2. Strike the right balance between inside and outside views.
- Subforecasters know there is nothing new under the sun. ”Uniqueness is a matter of degree,” says Tetlock. Superforecasters conduct creative searches for comparisons even for seemingly unique events, such as the stand-off between a new socialist government in Athens and Greece’s creditors. ”Superforecasters are in the habit of posing the outside view question – ‘How often do things of this sort happen in situations of this sort?’.”
3. Strive to distinguish as many degrees of doubt as the problem permits – but no more.
- While few things are either certain or impossible, ”maybe” is not an informative response. Tetlock says nuance matters. ”The more degrees of uncertainty you can distinguish, the better a forecaster you are likely to be,” he explains. ”Translating vague-verbiage hunches into numeric probabilities feels unnatural at first, but it can be done. It just requires patience and practice. The superforecasters have shown what is possible.”

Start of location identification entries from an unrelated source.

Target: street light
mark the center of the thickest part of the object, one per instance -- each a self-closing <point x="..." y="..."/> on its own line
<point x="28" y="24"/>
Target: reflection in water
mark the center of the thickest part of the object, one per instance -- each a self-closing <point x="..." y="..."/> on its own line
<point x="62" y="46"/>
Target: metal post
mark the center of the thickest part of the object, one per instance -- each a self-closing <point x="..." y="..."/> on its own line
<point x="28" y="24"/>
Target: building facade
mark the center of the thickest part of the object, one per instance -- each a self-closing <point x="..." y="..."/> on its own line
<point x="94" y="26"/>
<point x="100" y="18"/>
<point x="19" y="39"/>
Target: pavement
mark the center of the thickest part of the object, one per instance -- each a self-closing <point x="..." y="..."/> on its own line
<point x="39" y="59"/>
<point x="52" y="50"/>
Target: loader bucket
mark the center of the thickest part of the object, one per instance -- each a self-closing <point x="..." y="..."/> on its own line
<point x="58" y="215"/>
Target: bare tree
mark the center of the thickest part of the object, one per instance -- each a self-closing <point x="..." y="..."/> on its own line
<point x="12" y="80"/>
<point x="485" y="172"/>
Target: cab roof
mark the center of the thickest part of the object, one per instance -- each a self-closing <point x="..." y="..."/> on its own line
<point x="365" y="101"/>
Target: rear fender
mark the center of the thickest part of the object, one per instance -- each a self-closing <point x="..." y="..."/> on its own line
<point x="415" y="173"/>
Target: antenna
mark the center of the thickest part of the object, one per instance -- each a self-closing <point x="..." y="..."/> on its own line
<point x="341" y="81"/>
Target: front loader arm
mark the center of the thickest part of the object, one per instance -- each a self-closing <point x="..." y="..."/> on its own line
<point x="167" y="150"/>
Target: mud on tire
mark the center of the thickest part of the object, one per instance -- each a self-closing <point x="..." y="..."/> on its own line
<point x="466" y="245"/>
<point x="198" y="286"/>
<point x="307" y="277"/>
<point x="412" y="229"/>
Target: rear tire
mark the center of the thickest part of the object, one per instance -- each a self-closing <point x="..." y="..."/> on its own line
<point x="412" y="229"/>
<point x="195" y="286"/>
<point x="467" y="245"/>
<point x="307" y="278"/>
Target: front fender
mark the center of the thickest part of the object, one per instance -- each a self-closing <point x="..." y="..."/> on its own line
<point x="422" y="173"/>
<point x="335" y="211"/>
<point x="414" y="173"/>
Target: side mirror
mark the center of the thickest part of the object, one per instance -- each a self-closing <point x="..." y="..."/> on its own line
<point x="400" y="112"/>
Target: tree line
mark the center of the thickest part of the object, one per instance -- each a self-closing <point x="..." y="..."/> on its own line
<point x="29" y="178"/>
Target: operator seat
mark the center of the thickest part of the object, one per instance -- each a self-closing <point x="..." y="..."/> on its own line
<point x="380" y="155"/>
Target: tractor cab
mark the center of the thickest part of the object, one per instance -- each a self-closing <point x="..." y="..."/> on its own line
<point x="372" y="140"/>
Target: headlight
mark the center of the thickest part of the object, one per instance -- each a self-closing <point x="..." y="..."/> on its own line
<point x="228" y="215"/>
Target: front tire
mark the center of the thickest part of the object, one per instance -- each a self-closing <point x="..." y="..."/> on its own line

4. Strike the right balance between underreacting and overreacting to evidence
- Tetlock says updating your beliefs is as important to good forecasting as brushing and flossing is to good dental hygiene. It can be boring, and occasionally uncomfortable, but it pays off in the long term. ”Skilful updating requires teasing subtle signals from noisy news flows, all the while resisting the lure of wishful thinking,” Tetlock adds that super forecasters tend to update their beliefs in small increments, often moving from probabilities of, say 0.4 to 0.35. These distinctions are too subtle to capture with vague verbiage such as ”might” or ”maybe”, but in the long run, Tetlock says these distinctions define the difference between good and great forecasters.
5. Look for the errors behind your mistakes but beware of rear-view mirror hindsight biases.
- Rather than trying to excuse your failures, you should own them and conduct unflinching post-mortems on where you went wrong. ”Remember that although the more common error is to learn too much,” says Tetlock. ”You may have been basically on the right track but made a minor technical mistake that had big ramifications.” He suggests examining your successes, too. ”Not all successes imply that your reasoning was right,” he says. ”You may have lucked out by making offsetting errors. If you keep reasoning along the same lines, you are setting yourself up for a nasty surprise.”
6. Bring out the best in others and let others bring out the best in you.
- Master the fine art of team management. This includes understanding the arguments of the other side, precision questioning so you can help others clarify their arguments, and learning to disagree without being disagreeable. ”Wise leaders know how fine the line can be between helpful suggestions and micro-managerial meddling… or between a scatterbrained group and an open-minded one,” says Tetlock.
7. Focus on questions where your hard work is likely to pay off.
- Certain classes of outcomes, such as oil prices and currency markets, are had to predict. Tetlock says we usually don’t know how unpredictable outcomes are until we’ve spun our wheels trying to gain analytical traction. ”There are two basic errors it is possible to make here,” he says. ”We could fail to try to predict the potentially predictable or we could waste our time trying to predict the unpredictable. Which error would be worse in your situation?”